Using Functions to Create Columns

If we have more complex logic for our new column, we can define a function and apply it to the DataFrame. Suppose we want to categorize fruits based on their price: 'Cheap' for prices less than 1, 'Moderate' for prices between 1 and 1.5, and 'Expensive' for prices higher than 1.5. We can write a function and use the apply() method:

def categorize_price(price):
    if price < 1:
        return 'Cheap'
    elif price <= 1.5:
        return 'Moderate'
    else:
        return 'Expensive'

df['PriceCategory'] = df['Price'].apply(categorize_price)

The apply() method takes a function and applies it to each element in the column.

Conditional Column Creation with np.where

For conditional column creation, we can use NumPy's where function. This is useful for creating binary or flag columns based on a condition. Let's add a column to flag whether a fruit is in stock, assuming a stock quantity of less than 10 means it's not in stock:

import numpy as np

df['InStock'] = np.where(df['Stock'] > 10, 'Yes', 'No')

This line will check each row's 'Stock' value, and if it's greater than 10, 'Yes' will be assigned to the 'InStock' column for that row; otherwise, 'No'.

Adding a Column with Data from Another DataFrame

Sometimes, we might need to add a column that comes from another DataFrame. For example, we have another DataFrame with discount information:

discount_data = {
    'Fruit': ['Apple', 'Banana', 'Cherry', 'Date'],
    'Discount': [0.1, 0.2, 0.15, 0.05]
}

discount_df = pd.DataFrame(discount_data)

We can merge this with our original DataFrame:

df = df.merge(discount_df, on='Fruit', how='left')

The merge function combines the two DataFrames based on the 'Fruit' column. The how='left' argument means that all entries from the original df will be kept, even if there's no matching entry in discount_df.

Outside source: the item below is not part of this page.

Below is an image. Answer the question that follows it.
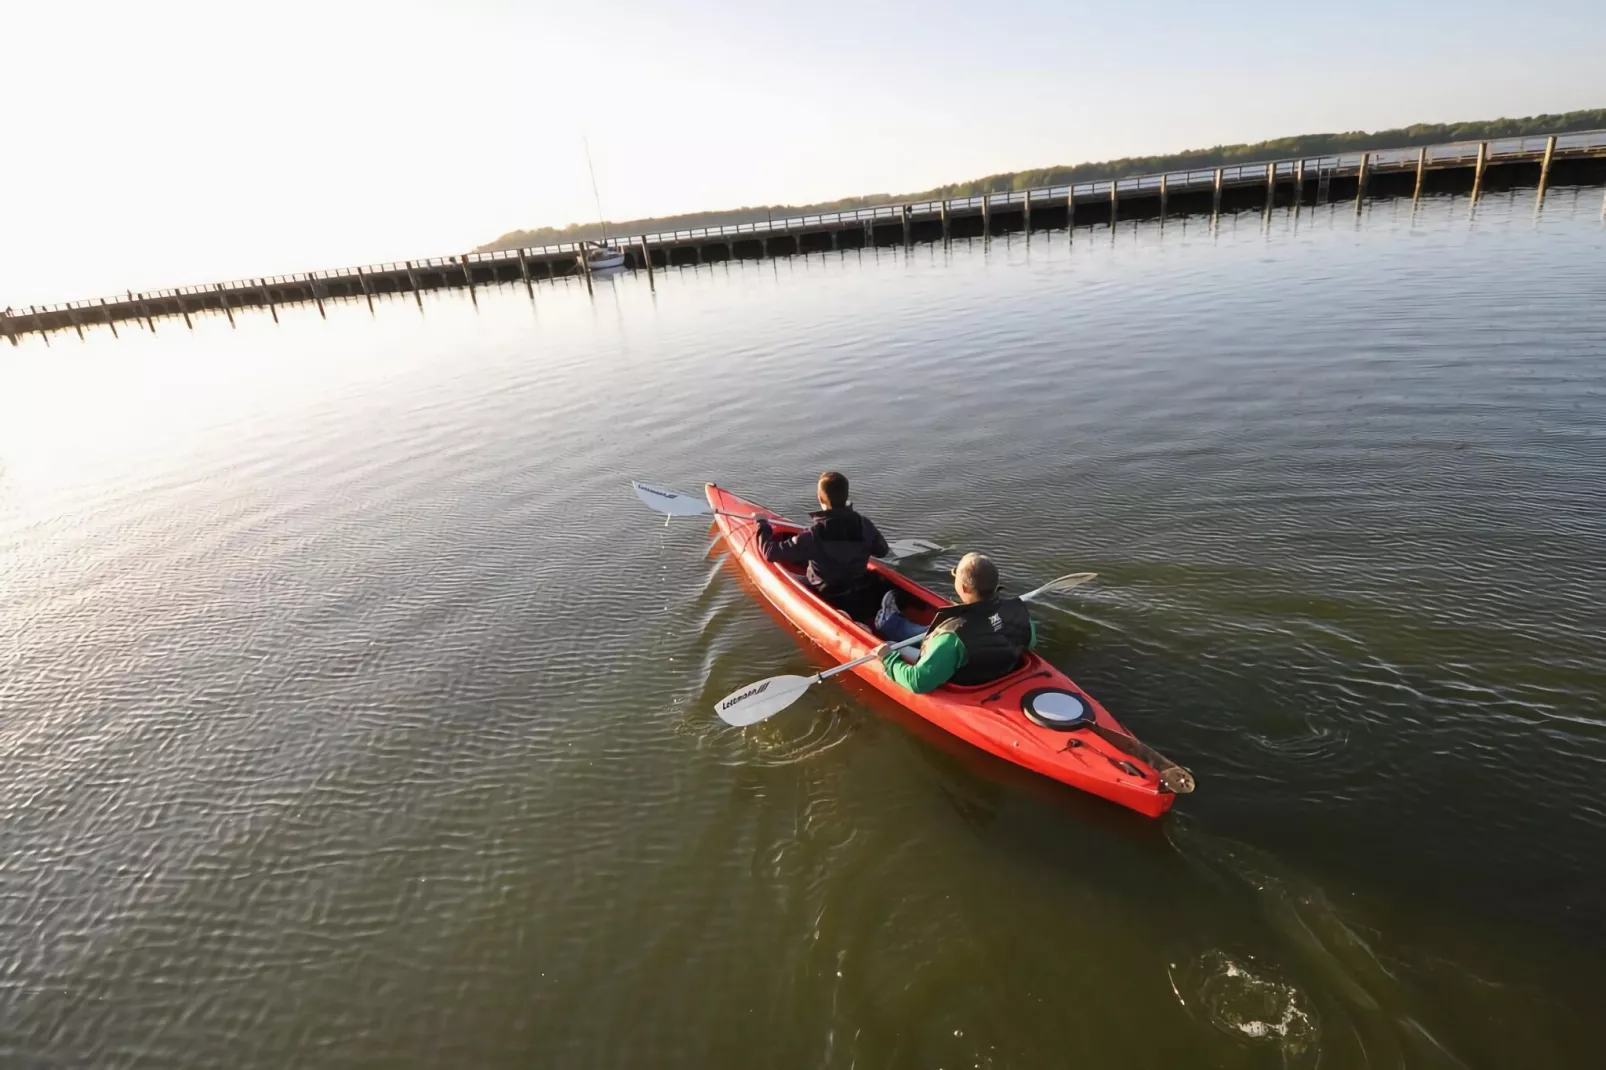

Conclusion: The Versatility of Data Manipulation with Pandas

In the realm of data manipulation, Pandas stands as a versatile and powerful tool, and creating new columns is a fundamental aspect of shaping and enriching your data. Whether you're setting up a straightforward list of values, calculating from existing columns, or even integrating complex logic, Pandas offers a variety of ways to achieve your goal. The ability to seamlessly add and manipulate columns in a DataFrame empowers you to prepare your data for analysis, visualization, or any other process that might follow in your data journey. As you become more familiar with these operations, you'll find that they become second nature, allowing you to handle data with both precision and creativity. Remember, each new column is a step towards unveiling insights and telling the story hidden within your data.